We all know that one of the reasons so many chess masters emerged from the former Soviet Union and Eastern Europe to outclass the rest of the world was because they began learning at a very early age. Chess classes were - and I believe continue to be -routinely taught in public schools. Certainly not everyone goes on to become a grandmaster, but that is beside the point. What students gain from the study of chess makes their ultimate status as champions (or not) secondary. Students gain the qualities I have mentioned above, as well as the ability to recognize problems and seek creative solutions. These skills help them not only in life, but also in their academic careers.
How frequently have we heard complaints that American students lag behind their international counterparts in subjects like mathematics, science and other fields requiring in-depth analysis? Is it really because students in this country are simply not as bright? Perhaps we should reconsider not only what students are taught, but how we go about teaching them. All too often, learning is perceived as a tiresome chore rather than an opportunity to improve oneself, and information is memorized rather than absorbed or used in any meaningful way. This continues to be the case in school districts nationwide, despite the massive amount of evidence suggesting that students will learn best if they are able to forget that they are leaming, in other words, if they are absorbed and engaged in the material. In addition, there are numerous charges that American students are simply too lazy and undisciplined to aspire to any significant academic achievement.
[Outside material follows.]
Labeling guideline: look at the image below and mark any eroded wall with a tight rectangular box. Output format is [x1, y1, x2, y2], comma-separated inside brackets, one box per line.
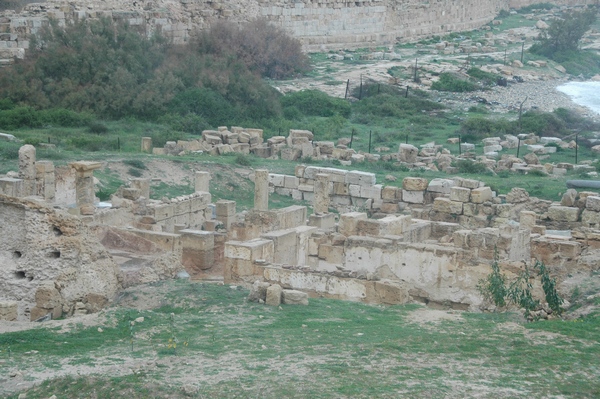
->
[0, 0, 594, 63]
[0, 195, 119, 320]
Can chess change all this? In my opinion, absolutely! In his article (also in the September 2000 issue of Chess Life), "How Chess Makes a Difference in School Curriculum," Stephen F. Lampkin discusses the introduction of chess into a gifted/talented education program in upstate New York. The success inspired other schools to use chess as a means of teaching critical thinking skills to their students, and one teacher noted that her special education students also benefitted from participating. Overall, students were not only less disruptive, they also scored significantly higher in mathematical reasoning and thinking tests than the state average.
Therefore, chess can help students across the spectrum achieve, not just gifted students. A recent report on CNN's "Newsstand" program profiled a teacher who decided to offer chess classes for his elementary school students, who live in one of New York City's worst ghettos. The students not only thrived on chess, but also went on to compete in the scholastic championship tournament, with impressive results. Instead of feeling as if their future offered nothing but an existence filled with miserable poverty, drugs and crime, students can learn there are other opportunities available to them. One of the most important concepts they learn from chess is self-reliance and self-discipline, the cornerstones of building a successful future both on and off the chessboard.
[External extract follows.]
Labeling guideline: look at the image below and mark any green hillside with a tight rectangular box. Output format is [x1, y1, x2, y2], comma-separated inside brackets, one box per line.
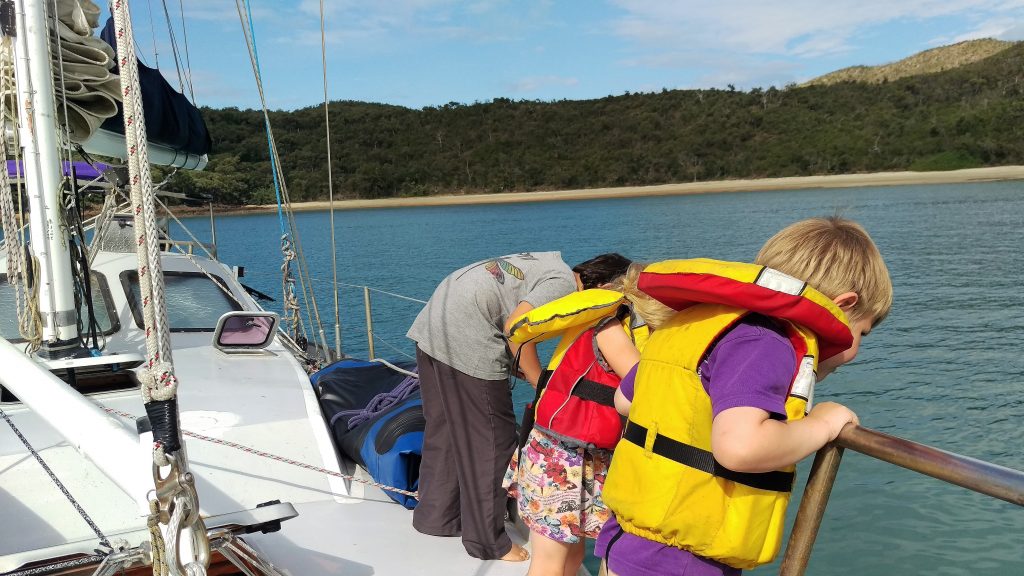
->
[163, 43, 1024, 204]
It is unfortunate that when chess classes are proposed, the first thing most school districts think of is the "f-word'.': funding. How, they wonder, can they justify making chess a part of the school curriculum) ?
My answer is, how can they not? Consider the words of Gershunsky and Gufeld: "the results of the game objectively stimulate the player to critical self-analysis and consequently become a means for self-education." This is truly the greatest gift any educator can give a student.
Teachers can help shape and moId the student somewhat; they can provide the means and the opportunity for students to learn, and even learn how to learn. In the end, however, it is the Student who must take the initiative to actually accomplish their future goals by knowing how to think, and any help and support we can offer them to achieve this must be provided.